Hayatımda gerçek bir uyuşturucuyu ilk kez Polis Akademisi 4. Sınıfındaki “Kriminalistik” dersinde görmüştüm. Kriminalistik; bilimsel polis metotlarıyla, suçluların ardında bıraktığı izleri değerlendirerek suçluların bilimsel yöntemlerle tespitini ve işledikleri suçların aydınlatılmasını sağlar. Zaman zaman değil çoğu zaman “Kriminoloji” ile “Kriminalistik” kavramları birbiri ile karıştırılmaktadır. Her ikisinin de Latince “crime” kelimesinden türetilmiş olması bunun başlıca sebebidir. Kriminalistik bilim değil, suçu aydınlatmak için çeşitli bilimlerin desteğini alan bir tekniktir. Krimanalistiğe Türkçe karşılık olarak “İz Bilimi” denir.

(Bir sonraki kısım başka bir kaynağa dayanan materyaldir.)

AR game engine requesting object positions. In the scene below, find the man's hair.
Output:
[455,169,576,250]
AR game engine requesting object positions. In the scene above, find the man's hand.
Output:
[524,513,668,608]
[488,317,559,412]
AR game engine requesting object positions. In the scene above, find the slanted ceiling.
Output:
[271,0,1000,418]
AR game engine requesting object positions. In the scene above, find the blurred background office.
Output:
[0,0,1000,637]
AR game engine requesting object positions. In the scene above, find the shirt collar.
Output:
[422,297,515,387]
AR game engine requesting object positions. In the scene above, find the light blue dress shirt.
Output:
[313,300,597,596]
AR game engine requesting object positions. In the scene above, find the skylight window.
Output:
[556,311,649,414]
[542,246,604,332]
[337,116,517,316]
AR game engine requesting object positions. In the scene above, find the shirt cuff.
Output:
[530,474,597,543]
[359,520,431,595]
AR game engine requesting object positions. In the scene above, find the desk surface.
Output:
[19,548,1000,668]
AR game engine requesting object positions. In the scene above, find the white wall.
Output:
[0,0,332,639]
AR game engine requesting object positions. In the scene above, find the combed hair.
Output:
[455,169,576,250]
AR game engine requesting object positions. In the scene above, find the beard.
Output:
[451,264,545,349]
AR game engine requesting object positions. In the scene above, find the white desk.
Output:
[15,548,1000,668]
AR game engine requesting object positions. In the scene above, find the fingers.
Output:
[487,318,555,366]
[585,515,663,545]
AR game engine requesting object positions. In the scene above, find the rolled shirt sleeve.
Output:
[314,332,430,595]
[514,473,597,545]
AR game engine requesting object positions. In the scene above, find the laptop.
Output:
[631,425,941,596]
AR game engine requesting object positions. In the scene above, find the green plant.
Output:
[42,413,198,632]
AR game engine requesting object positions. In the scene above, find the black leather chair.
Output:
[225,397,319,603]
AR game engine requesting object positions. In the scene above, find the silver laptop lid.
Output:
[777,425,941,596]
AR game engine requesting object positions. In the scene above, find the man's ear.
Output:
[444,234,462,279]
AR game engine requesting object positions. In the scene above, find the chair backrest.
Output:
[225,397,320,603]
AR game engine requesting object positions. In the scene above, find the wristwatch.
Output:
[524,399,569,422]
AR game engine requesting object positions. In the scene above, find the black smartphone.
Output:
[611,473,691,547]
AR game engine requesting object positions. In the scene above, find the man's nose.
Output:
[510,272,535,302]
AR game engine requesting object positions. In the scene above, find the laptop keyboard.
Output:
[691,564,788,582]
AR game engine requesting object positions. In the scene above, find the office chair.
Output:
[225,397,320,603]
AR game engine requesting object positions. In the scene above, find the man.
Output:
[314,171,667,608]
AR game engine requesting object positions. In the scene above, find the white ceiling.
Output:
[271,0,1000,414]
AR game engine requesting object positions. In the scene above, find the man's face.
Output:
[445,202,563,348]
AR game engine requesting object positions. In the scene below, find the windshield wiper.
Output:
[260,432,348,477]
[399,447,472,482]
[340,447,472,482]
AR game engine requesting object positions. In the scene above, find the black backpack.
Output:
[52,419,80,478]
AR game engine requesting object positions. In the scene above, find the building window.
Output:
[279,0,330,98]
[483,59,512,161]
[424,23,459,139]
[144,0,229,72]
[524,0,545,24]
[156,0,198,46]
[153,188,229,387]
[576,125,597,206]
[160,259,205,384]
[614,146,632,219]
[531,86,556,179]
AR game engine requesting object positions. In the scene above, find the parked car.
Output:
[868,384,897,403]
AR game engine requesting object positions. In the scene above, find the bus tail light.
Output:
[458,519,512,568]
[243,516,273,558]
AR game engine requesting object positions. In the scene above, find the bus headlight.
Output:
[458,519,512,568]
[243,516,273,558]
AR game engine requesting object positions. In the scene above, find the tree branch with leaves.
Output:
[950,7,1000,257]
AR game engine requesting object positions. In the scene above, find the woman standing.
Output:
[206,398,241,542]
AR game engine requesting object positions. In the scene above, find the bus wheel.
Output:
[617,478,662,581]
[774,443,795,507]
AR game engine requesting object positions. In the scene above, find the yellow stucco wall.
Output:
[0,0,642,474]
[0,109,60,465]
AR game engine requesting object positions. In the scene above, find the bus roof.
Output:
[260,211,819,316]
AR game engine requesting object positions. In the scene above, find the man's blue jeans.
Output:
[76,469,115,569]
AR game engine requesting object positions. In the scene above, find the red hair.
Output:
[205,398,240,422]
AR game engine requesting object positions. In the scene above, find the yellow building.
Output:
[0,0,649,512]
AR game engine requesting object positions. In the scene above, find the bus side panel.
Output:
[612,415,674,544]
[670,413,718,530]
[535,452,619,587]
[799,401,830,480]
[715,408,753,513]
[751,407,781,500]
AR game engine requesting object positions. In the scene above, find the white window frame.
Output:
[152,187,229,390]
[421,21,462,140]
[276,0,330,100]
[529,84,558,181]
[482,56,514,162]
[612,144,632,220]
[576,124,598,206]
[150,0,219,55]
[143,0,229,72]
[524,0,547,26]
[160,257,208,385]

Kriminalistik ve Kriminoloji
Kriminoloji ise “Suç Bilimi” anlamına gelir. Bu bilim suç eyleminden sonra ortaya çıkmış “suç, suçlu ve mağdurları” inceleyerek insanların neden suç işlediğini anlamaya çalışır. Böylece suç bilimi, “suç önleme ve denetleme stratejilerini” geliştirir. Toplumun maksimum seviyede suçtan korunması için gerekli önerilerde bulunur.
Polis Akademisi öğrencisi olmadan evvel geçen yaşamımda çevremde uyuşturucu kullanan birisi ile hiçbir zaman karşılaşmadım. Uyuşturucu kullanan ve bahseden bir arkadaş çevrem hiç olmadı. Çevremde uyuşturucu olmaması, gençlik yıllarımda uyuşturucu ile hiç karşılaşmamış yaşamım sayesinde, elbette bağımlılık riski olmayan bir sonuca vardım. İşte kriminoloji bilimi aynı zamanda, bu çevresel faktörleri inceleyerek insanların suça bulaşmadan nasıl yaşadıklarını da inceliyor.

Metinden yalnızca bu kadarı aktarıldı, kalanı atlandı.